The Global Adjustment mechanism allows for a dysfunctional market, and should be seen as a measure of the market's dysfunction.  In adjacent US markets, the price of electricity is being dictated by cheap natural gas, because the marginal, or peaking, supply is usually a fossil fuel, and gas is most suited to be the peaking supply, it is the price gas generators bid into the market at that sets the market price.  In Ontario, we guarantee the marginal capacity supplier a capacity fee, and so guarantee an even lower price.  As we continue to contract expensive supply on a must take basis, we amplify the trend of lower market prices also being experienced in adjacent US markets, with the Global Adjustment being added back onto Ontario bills more than compensating for the impact of reduced consumption in lowering prices, and instead driving the total commodity rate higher within Ontario.  The weekly reporting I display on this website indicates the additional expense we increasingly incur in paying to curtail production.

In April, 2011, the commodity charge for electricity in Ontario was $73.60 ($29.71 HOEP, $42.89 GA) -- the first estimate for just the GA portion in April 2012 is $74.68.  If the market price is $0 in April, our rates will still go up.

Mr.

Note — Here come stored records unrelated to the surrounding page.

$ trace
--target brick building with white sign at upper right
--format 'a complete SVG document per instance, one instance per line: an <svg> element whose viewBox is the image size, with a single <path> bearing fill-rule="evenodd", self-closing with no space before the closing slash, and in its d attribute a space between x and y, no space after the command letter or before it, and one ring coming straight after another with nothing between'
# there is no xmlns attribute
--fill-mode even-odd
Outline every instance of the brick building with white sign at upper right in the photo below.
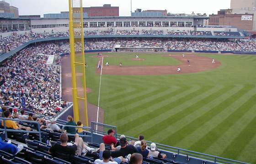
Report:
<svg viewBox="0 0 256 164"><path fill-rule="evenodd" d="M211 26L235 26L246 31L253 31L254 14L233 14L233 11L220 10L217 15L209 15Z"/></svg>

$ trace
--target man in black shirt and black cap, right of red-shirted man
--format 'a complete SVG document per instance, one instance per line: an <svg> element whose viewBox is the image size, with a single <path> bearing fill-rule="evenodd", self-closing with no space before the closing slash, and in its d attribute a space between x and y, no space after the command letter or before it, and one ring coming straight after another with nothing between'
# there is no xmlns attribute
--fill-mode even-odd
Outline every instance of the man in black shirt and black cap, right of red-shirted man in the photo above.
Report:
<svg viewBox="0 0 256 164"><path fill-rule="evenodd" d="M125 158L128 154L138 153L137 149L133 145L128 145L127 144L127 141L126 141L125 137L121 138L119 143L120 143L121 149L111 152L111 156L113 158L117 158L117 157L120 157L120 156Z"/></svg>

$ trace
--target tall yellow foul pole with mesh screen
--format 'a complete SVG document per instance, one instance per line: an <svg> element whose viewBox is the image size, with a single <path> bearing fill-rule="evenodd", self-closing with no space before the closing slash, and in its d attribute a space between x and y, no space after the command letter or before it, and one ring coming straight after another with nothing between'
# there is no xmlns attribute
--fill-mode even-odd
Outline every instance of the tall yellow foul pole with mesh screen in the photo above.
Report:
<svg viewBox="0 0 256 164"><path fill-rule="evenodd" d="M69 43L74 118L88 126L82 0L69 0Z"/></svg>

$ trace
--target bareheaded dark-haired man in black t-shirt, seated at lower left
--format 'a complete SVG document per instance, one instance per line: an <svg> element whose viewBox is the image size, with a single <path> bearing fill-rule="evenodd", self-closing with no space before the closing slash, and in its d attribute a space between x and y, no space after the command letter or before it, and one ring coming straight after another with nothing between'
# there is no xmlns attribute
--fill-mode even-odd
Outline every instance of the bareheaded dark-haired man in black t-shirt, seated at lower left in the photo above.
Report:
<svg viewBox="0 0 256 164"><path fill-rule="evenodd" d="M79 135L75 134L75 144L73 144L72 146L68 146L68 135L66 133L62 133L60 135L61 144L54 144L49 149L48 153L52 154L54 157L57 157L59 159L70 161L72 157L75 155L75 151L77 150L77 146L79 144L78 138Z"/></svg>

Duncan's 2004 playday creation of a faux market is a complete failure.  Ontario's electricity sector is a playground for gluttonous procurement of supply that needlessly devalues the existing assets of the province (2011 revenues from Hydro One and OPG were $107 million below expectations, in large part due to "lower market prices for OPG's unregulated hydro and lower volumes").


Mr. Duncan included in the budget a couple of elements to punish rural Ontario for voting out Liberal members last fall.  His embrace of Liberal celebrity economist Don Drummond's bizarre description of slot revenues at Ontairo racetracks as a subsidy allowed one churlish attack, and in the budget the capping of the OCEB (which shouldn't exist to begin with) at 3000MWh per month is a measure to disproportionately punish rural residents with farms, or simply without access to gas for heating.
'Prostitution, horse racing, gambling and electricity are irresistible to politicians"
Like the electricity policies, the attack on farmers will disproportionately punish low income families, as a far greater percentage of their income is spent on food and power.  There was a time when regressive measures would be particularly repugnant to the party traditionally on the left of the political spectrum.  


Ms. Horwath is doing a slow reveal of her conditions to embrace the budget, but none of them is likely to put Ontario's poorer citizens above the Greenpeace agenda that infiltrated the NDP, which prides itself on getting along - not matter how far from it's roots that takes it.


The removal of Dwight Duncan from any significant portfolio should be demanded, but it's unlikely to be a price the government will negotiate for the almost certain support she'll capitulate to give anyway.


I hope I don't find out what trinket she sells out lower income Ontarians for.


The story is seedy enough with the horse racing, gambling and electricity aspects.